1.   zaag zn. 'getand snijwerktuig'
Onl. saga in een afgeleide betekenis 'zaagrecht' als glosse in jus illud quod sach appellatur in sylva Buckenholt 'dat recht dat 'zaagrecht' genoemd wordt in het bos Buckenholt' [1125; ONW]; mnl. de ablautende vorm sege [1240; Bern.].
Mnd. sage: ohd. saga; ofri. sage (nfri. seage, sage); oe. sagu, saga (ne. saw); on. sög (nzw. såg); < pgm. *sagō-. Daarnaast staat een minder wijdverbreide ablautvariant *segō-, waaruit: mnl. seghe; ohd. sega (nhd.

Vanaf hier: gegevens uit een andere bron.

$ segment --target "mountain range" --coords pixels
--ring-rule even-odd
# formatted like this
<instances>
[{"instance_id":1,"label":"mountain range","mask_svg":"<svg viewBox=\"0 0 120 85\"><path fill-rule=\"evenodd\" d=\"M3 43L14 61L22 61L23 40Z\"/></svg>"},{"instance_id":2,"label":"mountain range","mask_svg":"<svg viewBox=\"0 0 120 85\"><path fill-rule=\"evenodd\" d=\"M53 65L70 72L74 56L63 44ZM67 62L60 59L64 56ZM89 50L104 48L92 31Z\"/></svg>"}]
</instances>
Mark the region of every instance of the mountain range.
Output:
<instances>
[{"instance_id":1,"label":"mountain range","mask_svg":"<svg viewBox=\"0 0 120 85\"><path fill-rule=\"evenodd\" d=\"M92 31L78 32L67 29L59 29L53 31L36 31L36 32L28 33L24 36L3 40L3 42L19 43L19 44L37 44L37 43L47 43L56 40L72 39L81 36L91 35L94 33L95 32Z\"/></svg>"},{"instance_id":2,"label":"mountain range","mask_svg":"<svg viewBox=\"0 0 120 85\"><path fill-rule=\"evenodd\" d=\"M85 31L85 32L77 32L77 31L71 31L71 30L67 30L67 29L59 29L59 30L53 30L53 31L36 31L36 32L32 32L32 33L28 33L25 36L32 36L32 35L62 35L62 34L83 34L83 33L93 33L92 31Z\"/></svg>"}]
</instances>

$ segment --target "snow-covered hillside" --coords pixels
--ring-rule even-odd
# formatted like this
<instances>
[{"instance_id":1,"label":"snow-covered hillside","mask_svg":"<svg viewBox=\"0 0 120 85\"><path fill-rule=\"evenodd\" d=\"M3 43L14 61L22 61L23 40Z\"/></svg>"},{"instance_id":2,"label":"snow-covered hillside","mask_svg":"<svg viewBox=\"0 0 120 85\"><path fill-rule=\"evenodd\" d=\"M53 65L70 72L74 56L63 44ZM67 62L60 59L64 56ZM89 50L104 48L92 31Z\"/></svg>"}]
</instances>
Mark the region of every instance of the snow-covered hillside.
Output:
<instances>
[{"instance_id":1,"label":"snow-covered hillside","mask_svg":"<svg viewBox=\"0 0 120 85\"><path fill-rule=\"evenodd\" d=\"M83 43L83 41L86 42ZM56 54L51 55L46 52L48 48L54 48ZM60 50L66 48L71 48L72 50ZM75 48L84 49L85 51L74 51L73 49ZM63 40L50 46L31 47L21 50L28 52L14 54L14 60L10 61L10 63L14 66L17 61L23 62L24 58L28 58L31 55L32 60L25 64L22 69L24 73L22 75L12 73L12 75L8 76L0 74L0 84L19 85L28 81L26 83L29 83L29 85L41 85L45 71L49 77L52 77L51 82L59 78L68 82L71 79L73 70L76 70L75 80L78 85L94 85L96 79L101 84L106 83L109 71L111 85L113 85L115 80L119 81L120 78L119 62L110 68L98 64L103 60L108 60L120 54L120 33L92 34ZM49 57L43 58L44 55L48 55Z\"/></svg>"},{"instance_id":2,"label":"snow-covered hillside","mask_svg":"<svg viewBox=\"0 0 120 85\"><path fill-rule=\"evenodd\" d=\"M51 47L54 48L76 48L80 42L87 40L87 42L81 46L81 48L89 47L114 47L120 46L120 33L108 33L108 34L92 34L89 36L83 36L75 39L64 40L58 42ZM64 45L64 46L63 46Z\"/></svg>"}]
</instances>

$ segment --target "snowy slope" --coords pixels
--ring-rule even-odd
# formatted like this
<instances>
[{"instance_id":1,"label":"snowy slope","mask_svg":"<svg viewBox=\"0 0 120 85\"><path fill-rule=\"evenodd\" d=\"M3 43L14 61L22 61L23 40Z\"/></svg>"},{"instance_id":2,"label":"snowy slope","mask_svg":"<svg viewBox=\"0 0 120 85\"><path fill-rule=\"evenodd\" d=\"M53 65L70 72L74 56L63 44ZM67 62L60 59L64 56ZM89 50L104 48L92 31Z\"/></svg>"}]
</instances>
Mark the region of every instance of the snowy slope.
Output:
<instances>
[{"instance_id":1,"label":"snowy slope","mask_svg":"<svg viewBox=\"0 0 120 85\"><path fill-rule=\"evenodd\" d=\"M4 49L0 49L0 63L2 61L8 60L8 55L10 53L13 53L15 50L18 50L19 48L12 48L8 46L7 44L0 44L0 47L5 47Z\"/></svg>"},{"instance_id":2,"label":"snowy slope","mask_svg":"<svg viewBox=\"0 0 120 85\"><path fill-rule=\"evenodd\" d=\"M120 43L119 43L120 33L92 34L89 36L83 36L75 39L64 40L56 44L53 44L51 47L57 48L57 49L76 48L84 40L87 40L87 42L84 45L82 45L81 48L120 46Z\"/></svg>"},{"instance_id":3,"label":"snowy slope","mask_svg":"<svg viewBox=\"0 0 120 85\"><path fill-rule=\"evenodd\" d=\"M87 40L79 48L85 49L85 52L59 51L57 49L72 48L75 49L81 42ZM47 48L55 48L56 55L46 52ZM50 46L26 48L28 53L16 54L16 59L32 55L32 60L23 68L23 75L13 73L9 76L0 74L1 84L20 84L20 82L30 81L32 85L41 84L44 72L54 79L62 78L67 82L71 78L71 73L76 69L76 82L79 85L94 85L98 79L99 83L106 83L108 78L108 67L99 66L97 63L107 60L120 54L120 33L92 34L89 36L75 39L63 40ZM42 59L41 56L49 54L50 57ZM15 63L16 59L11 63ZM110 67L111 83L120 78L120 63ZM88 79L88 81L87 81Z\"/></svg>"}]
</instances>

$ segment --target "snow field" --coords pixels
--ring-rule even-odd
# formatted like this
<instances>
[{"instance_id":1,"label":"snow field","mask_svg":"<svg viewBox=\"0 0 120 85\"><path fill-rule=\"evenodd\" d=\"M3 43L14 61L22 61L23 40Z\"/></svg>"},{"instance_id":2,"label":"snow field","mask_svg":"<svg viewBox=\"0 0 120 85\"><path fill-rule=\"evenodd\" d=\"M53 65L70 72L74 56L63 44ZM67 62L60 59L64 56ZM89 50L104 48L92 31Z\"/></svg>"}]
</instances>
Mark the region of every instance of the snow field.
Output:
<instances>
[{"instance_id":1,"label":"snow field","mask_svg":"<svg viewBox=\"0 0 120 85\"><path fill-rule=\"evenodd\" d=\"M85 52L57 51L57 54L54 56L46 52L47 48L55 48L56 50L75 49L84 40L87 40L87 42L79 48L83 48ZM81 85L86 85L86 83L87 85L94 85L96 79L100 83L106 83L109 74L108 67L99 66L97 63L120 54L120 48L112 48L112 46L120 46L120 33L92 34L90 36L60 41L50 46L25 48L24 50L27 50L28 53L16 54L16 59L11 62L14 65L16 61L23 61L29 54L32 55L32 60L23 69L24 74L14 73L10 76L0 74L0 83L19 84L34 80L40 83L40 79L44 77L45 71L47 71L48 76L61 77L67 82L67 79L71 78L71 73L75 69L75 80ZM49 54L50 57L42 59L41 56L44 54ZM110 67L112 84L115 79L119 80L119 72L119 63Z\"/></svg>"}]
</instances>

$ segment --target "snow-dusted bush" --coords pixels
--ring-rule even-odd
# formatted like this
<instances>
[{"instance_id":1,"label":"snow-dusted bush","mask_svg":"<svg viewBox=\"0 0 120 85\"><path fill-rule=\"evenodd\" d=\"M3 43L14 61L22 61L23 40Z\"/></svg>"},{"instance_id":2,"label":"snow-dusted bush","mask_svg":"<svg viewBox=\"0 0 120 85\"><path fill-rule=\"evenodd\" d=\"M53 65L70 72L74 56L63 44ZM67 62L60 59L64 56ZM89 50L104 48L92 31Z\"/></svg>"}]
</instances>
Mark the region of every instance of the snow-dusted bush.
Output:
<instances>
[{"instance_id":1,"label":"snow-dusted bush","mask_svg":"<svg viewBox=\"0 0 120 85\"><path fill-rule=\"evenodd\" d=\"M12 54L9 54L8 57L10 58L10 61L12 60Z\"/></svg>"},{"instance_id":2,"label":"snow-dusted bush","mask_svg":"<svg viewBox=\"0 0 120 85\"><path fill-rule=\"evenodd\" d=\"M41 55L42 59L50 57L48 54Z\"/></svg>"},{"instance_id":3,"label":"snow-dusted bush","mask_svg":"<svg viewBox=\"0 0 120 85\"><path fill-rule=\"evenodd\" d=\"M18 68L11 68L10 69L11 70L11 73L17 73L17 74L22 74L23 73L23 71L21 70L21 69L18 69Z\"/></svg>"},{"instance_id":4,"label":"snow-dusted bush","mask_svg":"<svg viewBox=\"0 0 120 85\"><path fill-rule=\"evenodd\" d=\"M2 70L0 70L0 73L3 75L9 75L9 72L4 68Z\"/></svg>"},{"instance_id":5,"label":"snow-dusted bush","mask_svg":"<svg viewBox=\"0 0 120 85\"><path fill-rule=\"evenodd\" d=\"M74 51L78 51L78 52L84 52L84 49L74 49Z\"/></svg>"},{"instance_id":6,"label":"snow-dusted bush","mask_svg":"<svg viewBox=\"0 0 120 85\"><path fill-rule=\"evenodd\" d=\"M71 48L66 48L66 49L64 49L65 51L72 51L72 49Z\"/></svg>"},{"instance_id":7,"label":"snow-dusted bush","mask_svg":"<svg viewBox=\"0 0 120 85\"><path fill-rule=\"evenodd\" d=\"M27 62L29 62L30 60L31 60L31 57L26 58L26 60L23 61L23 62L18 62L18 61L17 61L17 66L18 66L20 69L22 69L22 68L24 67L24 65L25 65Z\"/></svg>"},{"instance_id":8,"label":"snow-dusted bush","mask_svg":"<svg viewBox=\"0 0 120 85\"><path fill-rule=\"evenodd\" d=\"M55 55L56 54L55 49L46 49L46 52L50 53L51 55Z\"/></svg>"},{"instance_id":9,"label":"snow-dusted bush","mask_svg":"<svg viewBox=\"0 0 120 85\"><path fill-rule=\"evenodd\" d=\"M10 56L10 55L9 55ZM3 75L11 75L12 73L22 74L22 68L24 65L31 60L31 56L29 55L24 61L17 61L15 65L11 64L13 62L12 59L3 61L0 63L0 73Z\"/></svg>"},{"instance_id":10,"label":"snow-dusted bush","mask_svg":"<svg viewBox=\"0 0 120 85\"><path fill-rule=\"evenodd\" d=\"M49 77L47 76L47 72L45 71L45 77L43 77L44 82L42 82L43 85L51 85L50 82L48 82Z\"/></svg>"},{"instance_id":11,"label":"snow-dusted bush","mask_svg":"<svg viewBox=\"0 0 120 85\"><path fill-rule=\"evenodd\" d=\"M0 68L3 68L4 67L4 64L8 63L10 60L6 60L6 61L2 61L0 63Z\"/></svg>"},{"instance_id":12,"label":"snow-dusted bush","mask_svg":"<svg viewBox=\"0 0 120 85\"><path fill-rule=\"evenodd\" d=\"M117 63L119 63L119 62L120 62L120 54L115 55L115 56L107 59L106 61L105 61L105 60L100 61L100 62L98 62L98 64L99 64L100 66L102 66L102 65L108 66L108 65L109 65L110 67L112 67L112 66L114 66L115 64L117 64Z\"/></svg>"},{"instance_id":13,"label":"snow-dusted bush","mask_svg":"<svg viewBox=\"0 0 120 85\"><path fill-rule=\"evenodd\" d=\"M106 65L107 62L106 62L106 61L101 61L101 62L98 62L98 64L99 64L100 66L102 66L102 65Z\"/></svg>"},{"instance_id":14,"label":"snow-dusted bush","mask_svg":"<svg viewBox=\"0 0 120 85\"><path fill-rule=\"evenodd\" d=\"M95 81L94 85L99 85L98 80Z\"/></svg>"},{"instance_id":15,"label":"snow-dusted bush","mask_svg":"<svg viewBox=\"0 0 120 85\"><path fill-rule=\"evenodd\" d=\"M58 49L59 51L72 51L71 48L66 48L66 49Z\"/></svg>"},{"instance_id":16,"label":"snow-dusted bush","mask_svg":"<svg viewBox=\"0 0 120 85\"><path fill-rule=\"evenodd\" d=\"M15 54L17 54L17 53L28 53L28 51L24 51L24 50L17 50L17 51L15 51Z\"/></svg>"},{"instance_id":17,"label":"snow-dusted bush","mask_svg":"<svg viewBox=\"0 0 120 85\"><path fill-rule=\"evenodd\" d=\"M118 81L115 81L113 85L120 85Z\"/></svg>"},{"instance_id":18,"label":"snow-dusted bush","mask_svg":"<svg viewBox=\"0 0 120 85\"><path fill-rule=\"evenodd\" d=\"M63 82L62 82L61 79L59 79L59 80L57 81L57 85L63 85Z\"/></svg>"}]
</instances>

Säge).
Zie ook zeis, zeil.
De wortel pgm. *seg-/sag-, met variant *sah- zonder grammatische wisseling (als in *sahsa- 'kort zwaard, mes', zie mes), is afgeleid van de wortel pie. *sekh1- 'snijden' (LIV 524) en is verwant met: Latijn secāre 'snijden' (zie sectie); Litouws pasė́kelis 'grote smidshamer'; Oudkerkslavisch sěšti (1e pers. ev. sekǫ) 'snijden, hakken' (Russisch seč'); Middeliers eiscid 'snijdt af'. Via een betekenisontwikkeling 'afscheiden' > 'onderscheiden' zijn vermoedelijk ook Latijn scīre 'weten' en Hittitisch šākk- 'opletten, weten' verwant.
zagen ww. 'met een zaag (be)werken'. Mnl. saghen 'zagen' in Jtem van zaghene vj sol '... zes schelling voor het zagen' [1284; VMNW], Dedine saghen mids ontve 'liet hij hem doormidden zagen' [1285; VMNW]. Afleiding van zaag.